На следующее утро около половины седьмого Груша, одетая по-простому вошла в кухню, как обычно, намереваясь помочь Матрене с завтраком. Кухарка, сонно зевая, медленно ходила по комнате, перебирая кастрюли и наливая воду.
— Утро доброе, Матрена Никитична, — сказала Груша.
— И тебе доброго, Груня, — ответила толстая Матрена и вновь зевнула.
— Вам сперва тесто заместить или овощи начистить? — спросила Груша, завязывая на талии большой белый фартук.
— Хоть чаю с малиной выпей, — сказала, устало вздохнув, Матрена и, крякнув, водрузила на плиту большой чан с водой. — Ух, Дунька, еще вчера велела ей ковш от крема вымыть. Вот лентяйка! — сказала сердито кухарка, недовольно глядя на ковш, покрытый засохшим желтым кремом.
— Я сделаю, не волнуйтесь, — предложила Груша и подошла к мойке.
— Вот спасибо, дочка, — поблагодарила Матрена и, приветливо взглянув на девушку в темном невзрачном платье, сказала: — Кто бы сказал, что вы, Аграфена Сергеевна, в гостиных воспитывались, всегда помочь готовы.
— Мое место не в гостиных, а как раз здесь, — произнесла, вздохнув, Груша.
— Ну уж не скажите, — заметила Матрена и уселась на стул, потирая ногу. — Вот окаянная, со вчерашнего дня болит.
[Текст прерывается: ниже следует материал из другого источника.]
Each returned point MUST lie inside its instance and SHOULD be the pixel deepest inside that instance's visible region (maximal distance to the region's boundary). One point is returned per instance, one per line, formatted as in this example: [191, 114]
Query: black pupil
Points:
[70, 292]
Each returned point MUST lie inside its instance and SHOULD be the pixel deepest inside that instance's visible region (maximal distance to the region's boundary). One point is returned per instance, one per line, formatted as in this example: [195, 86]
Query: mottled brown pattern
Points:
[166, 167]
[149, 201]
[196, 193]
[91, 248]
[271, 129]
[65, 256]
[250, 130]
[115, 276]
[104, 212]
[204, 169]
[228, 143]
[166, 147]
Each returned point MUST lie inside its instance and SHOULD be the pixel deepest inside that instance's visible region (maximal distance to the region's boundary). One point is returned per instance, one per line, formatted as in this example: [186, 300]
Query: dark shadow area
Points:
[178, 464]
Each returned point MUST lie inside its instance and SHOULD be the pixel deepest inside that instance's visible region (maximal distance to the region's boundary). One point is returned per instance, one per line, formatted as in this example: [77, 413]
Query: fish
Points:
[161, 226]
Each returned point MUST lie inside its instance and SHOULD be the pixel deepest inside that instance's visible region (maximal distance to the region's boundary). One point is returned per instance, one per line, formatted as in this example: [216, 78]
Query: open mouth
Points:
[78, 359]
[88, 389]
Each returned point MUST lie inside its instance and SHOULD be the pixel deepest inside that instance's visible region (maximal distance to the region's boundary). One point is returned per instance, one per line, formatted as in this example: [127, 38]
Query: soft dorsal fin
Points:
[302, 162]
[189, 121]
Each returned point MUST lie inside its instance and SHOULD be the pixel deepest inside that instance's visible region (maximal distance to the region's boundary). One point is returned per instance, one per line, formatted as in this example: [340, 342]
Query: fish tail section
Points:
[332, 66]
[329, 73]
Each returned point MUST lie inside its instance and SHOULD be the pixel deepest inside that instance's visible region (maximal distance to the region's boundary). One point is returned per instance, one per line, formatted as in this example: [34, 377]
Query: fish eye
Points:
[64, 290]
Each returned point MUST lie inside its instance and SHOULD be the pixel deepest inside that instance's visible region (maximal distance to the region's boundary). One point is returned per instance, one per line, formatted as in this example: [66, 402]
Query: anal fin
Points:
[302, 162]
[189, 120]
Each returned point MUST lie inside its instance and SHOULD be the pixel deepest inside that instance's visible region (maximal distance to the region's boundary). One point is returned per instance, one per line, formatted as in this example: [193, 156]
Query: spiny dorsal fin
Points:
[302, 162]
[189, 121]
— Вы отдохните, Матрена Никитична, я сделаю что надо, пока Дуня не придет, — предложила по-доброму Груша. И толстая кухарка ласково улыбнулась ей.
— Благодарствую, доченька. Нога совсем замучила.
— Вы бы попросили отвезти вас к доктору, чтобы осмотрел вашу ногу, — предложила Груша.
— Дак я и так знаю, толстая да старая я стала, вот ноги и отказывают. Мне уже, деточка, шестой десяток идет годков то.
— Вы скажите, что надо, я сделаю, Матрена Никитична.
— Ты, Груня, самовар поставь, а то скоро Константину Николаевичу, поди, кофию надо будет.